By the time of the World’s Fair, Jonas’s decades of experience made him the top choice for the Sinclair Oil assignment. True to form, Jonas wanted to get it right, working with renowned paleontologists Barnum Brown, credited with discovering the Tyrannosaurus rex, and John Ostrom, curator of vertebrate paleontology at Yale University’s Peabody Museum. “No task is too large for the Jonas crew to handle,” proclaimed The Rotarian magazine in 1960,[10] but it took three years and 15+ assistants to complete this prehistoric commission.[11]
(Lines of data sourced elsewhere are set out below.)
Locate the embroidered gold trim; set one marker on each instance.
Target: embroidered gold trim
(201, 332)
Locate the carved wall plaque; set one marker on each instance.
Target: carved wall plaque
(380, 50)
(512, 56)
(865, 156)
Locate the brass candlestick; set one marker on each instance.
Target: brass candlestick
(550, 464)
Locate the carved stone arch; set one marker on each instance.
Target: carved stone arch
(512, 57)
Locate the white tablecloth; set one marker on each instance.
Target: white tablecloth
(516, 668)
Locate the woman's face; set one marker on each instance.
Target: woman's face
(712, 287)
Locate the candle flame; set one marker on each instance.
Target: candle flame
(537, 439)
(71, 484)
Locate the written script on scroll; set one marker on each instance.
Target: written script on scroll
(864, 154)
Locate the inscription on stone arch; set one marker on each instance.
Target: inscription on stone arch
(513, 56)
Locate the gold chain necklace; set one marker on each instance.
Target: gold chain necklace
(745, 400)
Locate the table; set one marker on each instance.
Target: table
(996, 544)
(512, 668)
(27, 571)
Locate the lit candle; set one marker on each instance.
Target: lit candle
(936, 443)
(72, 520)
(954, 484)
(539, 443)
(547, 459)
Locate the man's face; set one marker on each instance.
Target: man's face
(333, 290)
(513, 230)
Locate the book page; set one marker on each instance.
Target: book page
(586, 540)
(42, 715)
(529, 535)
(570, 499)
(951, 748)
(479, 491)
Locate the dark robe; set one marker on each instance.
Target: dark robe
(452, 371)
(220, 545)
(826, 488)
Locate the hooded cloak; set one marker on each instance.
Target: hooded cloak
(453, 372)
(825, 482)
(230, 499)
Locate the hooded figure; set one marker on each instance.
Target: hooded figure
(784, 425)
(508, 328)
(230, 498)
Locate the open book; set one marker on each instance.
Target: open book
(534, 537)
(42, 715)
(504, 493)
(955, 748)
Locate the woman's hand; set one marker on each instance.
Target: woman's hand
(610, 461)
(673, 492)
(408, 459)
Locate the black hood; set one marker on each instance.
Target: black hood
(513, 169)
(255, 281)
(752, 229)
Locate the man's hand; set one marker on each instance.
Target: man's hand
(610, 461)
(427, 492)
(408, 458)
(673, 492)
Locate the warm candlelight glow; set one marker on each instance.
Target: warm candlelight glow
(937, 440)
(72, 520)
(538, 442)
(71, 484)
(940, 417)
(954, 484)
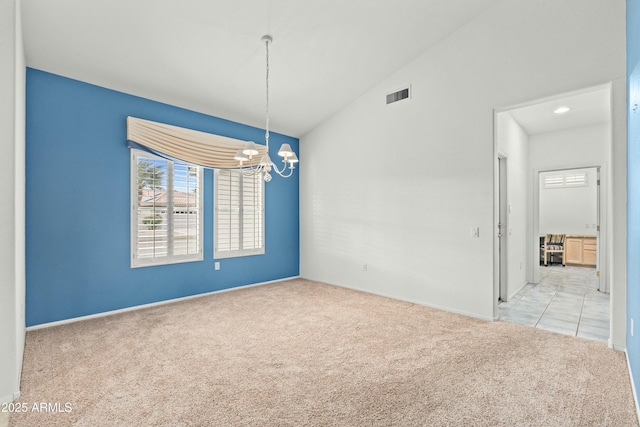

Working out of a bigger studio in Claverack, N.Y., the Jonas team sketched each dinosaur before crafting 1/10th scale clay models. Transparencies of the models were then projected to actual size on a wall. A plywood frame came next, which was wrapped with wire mesh and filled out with burlap and plaster. This basic form was covered with modeling clay to give the dinosaurs their skin and face detail. The clay was cut into large pieces after it dried, and a plaster mold created for each section. A polyester and fiberglass resin was sprayed and painted into the molds to create “shell” pieces, which, once dry, were bolted onto a lightweight steel frame. Seams were smoothed and sanded, followed by a thorough paint job. Jonas’s dinosaurs were more lifelike than their concrete predecessors, as new materials such as fiberglass allowed for subtle touches like skin texture. Still, the sheer size of the sculpted beasts was amazing: Jonas estimated that his Brontosaurus weighed 5,000 pounds.[12]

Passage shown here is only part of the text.